Read Clio and Cy: The Apocalypse Online
Authors: Christopher Lee
“The one thing that unites all human beings, regardless of
age, gender, religion, economic status, or ethnic background, is that, deep
down inside, we all believe that we are above-average drivers.”
― Dave Barry
“Are you tired yet Dr. Marcus?” Cy asked. Dr. Pressfield
knew what his cyborg really meant. “Not yet Cy. Don’t worry, you’ll get your
chance to drive.”
“Ok Dr. Marcus. I just think you should take a break soon…”
Cy suggested, smiling and fiddling his finger on the dashboard.
“I’m sure you do Cy,” Dr. Pressfield answered, looking out
the side window. They’d made it past Richmond having to off road it several
times along the way. So far nothing too rough prevented their progress, nothing
that the Hum-Z couldn’t handle anyway.
Green signs that once reflected brightly, now hung dirty
over the interstate. Some were barely attached as they twisted in the wind.
Nature was making an impressive comeback on this part of I-95. Sections of
road, as if it was being eaten for its delicious blacktop, were completely
covered over with plants and green things. Patient as the slowest quick sand,
foliage was climbing up cars, munching and swallowing them.
“Look at that Cy,” Marcus announced, pointing at the barely
legible sign on the side of the road.
“North Carolina Dr. Marcus. We’re making excellent progress
aren’t we?”
“We sure the hell are,” Marcus affirmed, thinking,
we sure the hell are…
hoping this trip
wasn’t too easy... Effortless things always seemed to have a way of jumping up
and biting you on the ass when you least expect it. As if to punish your easy
goings in the beginning, “chomp,” making you pay by turning the rest of your
journey into a painful endeavor.
“Ok Cy… can’t take much more of you eyeballing me.”
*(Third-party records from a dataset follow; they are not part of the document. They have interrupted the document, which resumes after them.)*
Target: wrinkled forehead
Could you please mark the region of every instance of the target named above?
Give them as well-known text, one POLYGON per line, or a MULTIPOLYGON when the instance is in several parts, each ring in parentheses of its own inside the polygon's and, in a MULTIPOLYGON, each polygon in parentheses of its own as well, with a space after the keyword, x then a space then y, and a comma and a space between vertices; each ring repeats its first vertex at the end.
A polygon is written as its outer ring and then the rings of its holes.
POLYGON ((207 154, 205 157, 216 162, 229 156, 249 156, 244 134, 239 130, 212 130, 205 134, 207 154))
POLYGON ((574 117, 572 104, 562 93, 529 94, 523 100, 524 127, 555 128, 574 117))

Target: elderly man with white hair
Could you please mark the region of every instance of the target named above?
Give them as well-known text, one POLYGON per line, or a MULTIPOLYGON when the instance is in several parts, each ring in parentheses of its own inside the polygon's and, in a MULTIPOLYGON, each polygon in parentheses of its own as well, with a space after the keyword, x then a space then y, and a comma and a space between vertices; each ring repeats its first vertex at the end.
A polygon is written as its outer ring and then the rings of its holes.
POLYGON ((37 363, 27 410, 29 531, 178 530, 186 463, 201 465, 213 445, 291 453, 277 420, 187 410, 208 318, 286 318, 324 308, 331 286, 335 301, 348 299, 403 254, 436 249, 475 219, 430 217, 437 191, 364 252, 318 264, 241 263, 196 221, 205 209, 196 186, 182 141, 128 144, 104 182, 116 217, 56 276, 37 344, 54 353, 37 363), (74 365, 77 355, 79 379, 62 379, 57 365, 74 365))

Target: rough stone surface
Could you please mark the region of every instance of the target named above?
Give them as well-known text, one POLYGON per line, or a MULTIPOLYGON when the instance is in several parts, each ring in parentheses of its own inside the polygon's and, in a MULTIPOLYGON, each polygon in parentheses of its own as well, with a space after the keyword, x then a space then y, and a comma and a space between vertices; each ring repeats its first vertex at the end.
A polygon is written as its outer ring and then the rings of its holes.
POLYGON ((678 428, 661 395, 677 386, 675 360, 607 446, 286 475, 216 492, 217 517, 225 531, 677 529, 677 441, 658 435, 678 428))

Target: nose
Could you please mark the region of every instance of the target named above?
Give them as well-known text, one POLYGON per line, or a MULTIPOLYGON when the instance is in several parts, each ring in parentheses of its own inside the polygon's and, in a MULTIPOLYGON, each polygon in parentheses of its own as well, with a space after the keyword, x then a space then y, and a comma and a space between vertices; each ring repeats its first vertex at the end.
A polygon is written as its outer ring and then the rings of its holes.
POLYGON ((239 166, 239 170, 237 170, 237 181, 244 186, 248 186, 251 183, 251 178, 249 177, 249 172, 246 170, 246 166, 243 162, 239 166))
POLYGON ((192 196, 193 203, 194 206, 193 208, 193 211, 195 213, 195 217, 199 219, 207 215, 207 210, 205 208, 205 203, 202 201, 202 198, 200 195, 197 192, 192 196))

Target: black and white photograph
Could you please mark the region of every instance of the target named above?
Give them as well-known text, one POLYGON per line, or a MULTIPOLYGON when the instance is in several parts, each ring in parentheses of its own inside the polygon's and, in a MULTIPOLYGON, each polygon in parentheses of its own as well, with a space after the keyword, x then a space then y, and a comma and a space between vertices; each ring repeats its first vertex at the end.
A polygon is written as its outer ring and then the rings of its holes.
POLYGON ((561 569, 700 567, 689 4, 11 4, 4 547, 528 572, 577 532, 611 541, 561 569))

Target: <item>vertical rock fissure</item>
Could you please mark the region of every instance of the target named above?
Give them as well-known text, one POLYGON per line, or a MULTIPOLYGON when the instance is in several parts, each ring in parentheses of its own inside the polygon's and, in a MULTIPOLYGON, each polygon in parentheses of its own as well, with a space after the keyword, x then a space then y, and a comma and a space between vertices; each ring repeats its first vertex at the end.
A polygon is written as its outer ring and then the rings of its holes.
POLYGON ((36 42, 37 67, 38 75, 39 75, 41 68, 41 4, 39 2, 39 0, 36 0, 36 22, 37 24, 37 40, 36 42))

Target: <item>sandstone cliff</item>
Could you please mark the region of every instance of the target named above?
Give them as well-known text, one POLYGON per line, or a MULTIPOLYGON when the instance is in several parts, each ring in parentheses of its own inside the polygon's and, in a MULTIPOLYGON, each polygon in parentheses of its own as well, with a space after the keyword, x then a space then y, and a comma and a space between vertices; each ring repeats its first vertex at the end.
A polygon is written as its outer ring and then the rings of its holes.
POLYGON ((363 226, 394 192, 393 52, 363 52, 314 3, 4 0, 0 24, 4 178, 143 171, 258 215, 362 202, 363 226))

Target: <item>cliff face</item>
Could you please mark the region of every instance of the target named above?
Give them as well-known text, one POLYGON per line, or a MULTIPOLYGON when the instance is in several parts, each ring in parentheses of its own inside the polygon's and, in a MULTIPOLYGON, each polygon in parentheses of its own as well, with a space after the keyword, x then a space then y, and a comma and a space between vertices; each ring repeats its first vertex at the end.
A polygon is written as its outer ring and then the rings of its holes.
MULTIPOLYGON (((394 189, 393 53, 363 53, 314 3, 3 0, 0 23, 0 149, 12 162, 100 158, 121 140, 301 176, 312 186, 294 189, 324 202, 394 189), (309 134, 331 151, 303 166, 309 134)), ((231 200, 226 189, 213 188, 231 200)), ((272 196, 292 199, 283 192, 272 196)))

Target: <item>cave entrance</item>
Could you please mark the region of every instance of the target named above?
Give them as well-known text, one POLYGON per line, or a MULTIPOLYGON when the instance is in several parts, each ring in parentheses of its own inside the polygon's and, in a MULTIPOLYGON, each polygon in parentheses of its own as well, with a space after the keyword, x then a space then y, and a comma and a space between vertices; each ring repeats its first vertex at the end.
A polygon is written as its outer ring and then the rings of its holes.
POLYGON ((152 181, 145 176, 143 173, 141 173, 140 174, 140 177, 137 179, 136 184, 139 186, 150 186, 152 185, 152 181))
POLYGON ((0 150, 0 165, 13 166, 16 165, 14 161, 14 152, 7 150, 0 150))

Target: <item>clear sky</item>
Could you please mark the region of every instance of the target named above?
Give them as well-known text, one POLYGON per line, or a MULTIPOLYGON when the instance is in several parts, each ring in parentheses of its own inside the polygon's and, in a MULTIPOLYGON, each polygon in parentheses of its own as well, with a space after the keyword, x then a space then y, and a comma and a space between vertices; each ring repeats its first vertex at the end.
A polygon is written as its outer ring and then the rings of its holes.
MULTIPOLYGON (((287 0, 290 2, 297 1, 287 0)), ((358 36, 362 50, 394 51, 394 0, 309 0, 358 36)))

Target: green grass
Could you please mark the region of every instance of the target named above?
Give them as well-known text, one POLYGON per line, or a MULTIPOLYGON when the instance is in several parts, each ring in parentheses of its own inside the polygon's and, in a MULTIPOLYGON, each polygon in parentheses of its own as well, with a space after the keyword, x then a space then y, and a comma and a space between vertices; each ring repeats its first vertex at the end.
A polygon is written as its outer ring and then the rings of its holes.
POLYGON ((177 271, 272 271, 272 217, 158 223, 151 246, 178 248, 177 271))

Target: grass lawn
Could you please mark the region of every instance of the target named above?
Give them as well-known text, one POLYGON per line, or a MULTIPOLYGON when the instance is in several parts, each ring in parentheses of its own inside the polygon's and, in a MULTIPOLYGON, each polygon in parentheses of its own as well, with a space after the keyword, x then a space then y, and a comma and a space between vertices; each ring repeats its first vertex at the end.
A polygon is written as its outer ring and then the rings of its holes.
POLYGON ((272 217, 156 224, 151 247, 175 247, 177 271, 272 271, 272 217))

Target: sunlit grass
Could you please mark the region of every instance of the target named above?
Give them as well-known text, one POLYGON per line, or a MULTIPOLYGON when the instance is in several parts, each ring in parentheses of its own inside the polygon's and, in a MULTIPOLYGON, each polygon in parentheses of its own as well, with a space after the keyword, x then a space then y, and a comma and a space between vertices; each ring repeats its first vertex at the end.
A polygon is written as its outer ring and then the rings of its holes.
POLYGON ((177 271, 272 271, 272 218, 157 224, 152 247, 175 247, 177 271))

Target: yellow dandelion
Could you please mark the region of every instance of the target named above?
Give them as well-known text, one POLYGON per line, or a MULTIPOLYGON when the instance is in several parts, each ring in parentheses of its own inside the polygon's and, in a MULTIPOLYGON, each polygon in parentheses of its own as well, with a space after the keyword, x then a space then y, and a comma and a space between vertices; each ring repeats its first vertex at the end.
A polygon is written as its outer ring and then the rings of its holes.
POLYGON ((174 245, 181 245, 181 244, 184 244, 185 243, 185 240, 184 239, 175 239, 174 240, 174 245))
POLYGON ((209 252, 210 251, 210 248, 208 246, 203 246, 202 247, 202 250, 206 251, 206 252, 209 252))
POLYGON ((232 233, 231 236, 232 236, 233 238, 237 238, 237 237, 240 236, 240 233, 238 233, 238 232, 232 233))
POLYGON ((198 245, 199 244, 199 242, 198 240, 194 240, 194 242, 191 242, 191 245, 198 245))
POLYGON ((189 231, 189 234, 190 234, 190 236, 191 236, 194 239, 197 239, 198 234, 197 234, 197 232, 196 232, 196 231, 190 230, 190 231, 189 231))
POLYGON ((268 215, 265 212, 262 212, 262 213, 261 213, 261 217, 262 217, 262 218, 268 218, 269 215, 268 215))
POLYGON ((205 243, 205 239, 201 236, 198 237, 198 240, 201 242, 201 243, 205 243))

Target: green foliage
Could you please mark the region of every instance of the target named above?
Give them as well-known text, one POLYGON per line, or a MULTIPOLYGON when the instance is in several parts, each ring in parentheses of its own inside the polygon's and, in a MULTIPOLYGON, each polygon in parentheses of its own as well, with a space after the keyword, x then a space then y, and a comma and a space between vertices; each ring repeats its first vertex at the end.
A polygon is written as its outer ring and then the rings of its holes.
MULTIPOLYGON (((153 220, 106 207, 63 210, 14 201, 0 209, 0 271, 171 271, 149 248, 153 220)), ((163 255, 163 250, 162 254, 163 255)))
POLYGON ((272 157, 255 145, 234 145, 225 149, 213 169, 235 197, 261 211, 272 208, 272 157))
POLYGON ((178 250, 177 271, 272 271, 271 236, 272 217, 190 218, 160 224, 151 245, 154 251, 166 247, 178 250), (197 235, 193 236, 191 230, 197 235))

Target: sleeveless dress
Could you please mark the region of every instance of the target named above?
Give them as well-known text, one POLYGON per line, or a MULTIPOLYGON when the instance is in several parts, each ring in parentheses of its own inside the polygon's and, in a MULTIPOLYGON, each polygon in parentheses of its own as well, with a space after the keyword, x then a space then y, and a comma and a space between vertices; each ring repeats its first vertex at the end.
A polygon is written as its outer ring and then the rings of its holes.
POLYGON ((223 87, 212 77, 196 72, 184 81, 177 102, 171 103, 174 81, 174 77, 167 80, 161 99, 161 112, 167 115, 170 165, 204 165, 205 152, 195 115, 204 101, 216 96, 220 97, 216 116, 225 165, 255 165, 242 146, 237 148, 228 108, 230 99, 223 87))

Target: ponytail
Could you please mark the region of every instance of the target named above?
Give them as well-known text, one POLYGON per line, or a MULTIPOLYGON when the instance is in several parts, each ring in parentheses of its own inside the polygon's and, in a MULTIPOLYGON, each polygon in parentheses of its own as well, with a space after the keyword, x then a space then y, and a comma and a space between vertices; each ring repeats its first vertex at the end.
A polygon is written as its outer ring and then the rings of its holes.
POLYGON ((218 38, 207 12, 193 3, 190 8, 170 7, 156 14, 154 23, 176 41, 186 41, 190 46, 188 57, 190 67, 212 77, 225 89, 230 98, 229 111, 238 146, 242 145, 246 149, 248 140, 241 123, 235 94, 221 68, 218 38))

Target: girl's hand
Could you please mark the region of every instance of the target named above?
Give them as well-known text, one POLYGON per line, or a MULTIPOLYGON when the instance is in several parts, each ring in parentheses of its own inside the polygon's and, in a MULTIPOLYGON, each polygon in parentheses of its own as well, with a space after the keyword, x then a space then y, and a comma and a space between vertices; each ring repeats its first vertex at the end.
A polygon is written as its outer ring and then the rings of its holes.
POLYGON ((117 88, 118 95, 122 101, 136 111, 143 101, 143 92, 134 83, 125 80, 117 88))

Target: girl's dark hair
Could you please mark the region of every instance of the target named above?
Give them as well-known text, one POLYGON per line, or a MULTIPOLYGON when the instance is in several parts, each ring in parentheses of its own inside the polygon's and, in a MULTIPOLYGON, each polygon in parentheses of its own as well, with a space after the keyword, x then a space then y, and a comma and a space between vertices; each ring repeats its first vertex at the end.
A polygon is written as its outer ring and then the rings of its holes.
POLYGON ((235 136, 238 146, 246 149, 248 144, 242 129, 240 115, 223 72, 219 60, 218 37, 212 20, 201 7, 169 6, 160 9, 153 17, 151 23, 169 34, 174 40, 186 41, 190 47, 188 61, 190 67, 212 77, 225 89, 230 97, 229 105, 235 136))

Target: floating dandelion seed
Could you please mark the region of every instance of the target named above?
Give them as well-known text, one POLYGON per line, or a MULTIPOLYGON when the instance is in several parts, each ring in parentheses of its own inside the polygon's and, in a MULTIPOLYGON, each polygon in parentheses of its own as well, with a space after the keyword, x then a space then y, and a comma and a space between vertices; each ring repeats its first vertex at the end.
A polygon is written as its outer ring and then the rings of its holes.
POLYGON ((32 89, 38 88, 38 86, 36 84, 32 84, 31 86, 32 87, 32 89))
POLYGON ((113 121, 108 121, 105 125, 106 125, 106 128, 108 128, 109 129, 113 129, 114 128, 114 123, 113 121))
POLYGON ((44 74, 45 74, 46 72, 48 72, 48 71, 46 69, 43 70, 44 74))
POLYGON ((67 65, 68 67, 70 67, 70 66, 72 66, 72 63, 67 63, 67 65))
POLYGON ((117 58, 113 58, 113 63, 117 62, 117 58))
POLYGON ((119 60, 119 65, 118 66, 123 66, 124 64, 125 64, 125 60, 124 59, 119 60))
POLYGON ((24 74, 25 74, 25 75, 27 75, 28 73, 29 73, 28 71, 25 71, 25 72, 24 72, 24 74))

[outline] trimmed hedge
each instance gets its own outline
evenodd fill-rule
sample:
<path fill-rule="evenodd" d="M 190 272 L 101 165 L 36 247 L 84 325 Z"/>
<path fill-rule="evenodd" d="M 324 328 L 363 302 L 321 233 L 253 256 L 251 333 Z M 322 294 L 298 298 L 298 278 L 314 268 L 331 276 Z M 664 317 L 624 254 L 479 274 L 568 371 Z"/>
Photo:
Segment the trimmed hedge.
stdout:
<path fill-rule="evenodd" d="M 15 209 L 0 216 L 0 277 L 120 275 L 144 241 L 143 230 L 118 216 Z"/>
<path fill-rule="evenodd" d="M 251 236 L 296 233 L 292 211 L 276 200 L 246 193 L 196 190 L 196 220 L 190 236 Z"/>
“I can drive now Dr. Marcus?”
“Yup… your turn.”
Dr. Pressfield pulled the vehicle over needing to stretch
his legs anyway. “Keep your eyes peeled,” he said getting out.
“Of course Dr. Marcus.”
Cy was already at the driver’s side door before Dr.
Pressfield made it to the front bumper, shaking his head, smiling, as the
cyborg climbed in. “You ready Dr. Marcus?”
“Let me go to the bathroom first. Relax will yah… geeze!”
“Ok Dr. Marcus. Relax mode engaged,” Cy answered with his
hands ready on the steering wheel.
Yeah
right
, Pressfield thought after looking at his young cyborg already
pretending to drive. Shaking his head, Marcus turned away and peed.
A feral cat wandered by Marcus as if it didn’t notice him
standing there, peeing. It slipped quietly as most felines do, without eye
contact. He shook his pecker a few times before zipping back up.
“Let’s go Cy,” the scientist ordered after climbing in. “You
know how to do this, right?”
“You know I do Dr. Marcus.”
“Well, knowing something in your head isn’t the same as,
really knowing it,” Dr. Pressfield stated. “You know what I mean?”
“Dr. Marcus, that doesn’t make any sense to me.”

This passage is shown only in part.